The rules are tuned for the median account. They are wrong, and should be overridden, in at least these cases:

  • Known promotional pulse. A 48-hour flash sale that doubles CPA on hour two is the promotion working (high CPC auction, high volume), not a spike. Tag the snapshot known-promotion or teach the framework with /learn.
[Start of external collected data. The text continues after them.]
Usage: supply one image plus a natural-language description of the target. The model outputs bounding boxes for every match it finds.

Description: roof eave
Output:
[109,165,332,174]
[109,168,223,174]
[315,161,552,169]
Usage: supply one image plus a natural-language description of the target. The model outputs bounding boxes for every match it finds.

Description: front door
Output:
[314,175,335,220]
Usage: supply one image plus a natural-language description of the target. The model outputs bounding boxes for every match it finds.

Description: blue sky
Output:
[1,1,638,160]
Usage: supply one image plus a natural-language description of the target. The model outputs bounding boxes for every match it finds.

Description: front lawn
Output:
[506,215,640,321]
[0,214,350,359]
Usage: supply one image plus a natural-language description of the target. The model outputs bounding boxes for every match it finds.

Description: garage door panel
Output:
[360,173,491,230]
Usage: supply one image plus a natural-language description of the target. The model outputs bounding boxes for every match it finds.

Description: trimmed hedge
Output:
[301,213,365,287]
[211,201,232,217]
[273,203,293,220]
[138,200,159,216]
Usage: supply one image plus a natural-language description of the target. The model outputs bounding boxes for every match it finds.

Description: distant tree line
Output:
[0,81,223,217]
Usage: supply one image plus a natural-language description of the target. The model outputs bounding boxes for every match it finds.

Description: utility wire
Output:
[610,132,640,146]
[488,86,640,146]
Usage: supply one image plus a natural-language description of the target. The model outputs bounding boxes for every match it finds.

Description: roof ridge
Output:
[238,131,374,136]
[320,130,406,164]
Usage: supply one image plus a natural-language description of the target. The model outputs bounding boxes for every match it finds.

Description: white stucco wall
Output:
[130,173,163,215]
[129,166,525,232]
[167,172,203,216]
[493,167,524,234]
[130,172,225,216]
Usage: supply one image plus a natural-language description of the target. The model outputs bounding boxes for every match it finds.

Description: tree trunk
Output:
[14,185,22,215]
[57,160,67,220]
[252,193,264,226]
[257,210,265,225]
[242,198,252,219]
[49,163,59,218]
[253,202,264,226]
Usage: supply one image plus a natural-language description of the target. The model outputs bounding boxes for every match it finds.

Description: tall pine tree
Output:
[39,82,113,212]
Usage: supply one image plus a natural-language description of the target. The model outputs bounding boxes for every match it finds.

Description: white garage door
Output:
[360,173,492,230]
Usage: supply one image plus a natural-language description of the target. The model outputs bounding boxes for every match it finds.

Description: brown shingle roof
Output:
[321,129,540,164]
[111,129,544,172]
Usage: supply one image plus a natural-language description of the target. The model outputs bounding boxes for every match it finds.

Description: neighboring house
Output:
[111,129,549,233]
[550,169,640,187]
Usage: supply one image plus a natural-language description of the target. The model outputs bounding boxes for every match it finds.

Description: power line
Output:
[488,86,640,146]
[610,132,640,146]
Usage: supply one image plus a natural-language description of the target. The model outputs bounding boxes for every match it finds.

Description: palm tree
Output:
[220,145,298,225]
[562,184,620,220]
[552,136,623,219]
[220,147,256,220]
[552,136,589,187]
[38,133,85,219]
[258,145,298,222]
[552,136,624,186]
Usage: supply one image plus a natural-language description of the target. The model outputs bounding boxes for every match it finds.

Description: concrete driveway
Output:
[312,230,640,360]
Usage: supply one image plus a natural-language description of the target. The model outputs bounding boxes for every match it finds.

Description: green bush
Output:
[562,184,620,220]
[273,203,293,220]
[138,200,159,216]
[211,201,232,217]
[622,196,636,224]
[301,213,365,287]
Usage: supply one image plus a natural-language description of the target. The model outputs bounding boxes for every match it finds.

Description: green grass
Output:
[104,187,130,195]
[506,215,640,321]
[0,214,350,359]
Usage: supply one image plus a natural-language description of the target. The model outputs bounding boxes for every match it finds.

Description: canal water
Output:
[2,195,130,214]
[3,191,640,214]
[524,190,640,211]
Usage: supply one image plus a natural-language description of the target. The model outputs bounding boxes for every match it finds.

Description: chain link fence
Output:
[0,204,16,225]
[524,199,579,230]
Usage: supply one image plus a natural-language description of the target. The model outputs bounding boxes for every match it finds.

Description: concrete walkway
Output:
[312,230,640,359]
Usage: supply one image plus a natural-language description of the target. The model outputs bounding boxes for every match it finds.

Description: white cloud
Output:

  • Attribution lag. View-through, app-install, and offline conversion imports arrive 1–7 days late. Same-day CPA reads inflate because the numerator is real but the denominator is partial. Apply the lookback-window suppression at the tool-invocation layer.
  • Sample-gate boundary. A genuinely-low-frequency account (enterprise B2B, high LTV, 5–10 conversions per day) needs a lower floor. Supply min_conversions=10 or similar and accept more noise in exchange for any signal at all.
  • mureo/analysis/anomaly_detector.py — implementation
  • mureo-learning skill — the statistical-thinking rule set the thresholds derive from
  • Blog: How AI agents misdiagnose CPA spikes — narrative introduction for the same material

Thresholds are pinned to the OSS release. mureo 0.9.21 (current at time of writing) uses the values on this page. The diagnostic knowledge base may retune the defaults as evidence accumulates; when that happens, the release CHANGELOG will reference this page and the change will be announced on the blog.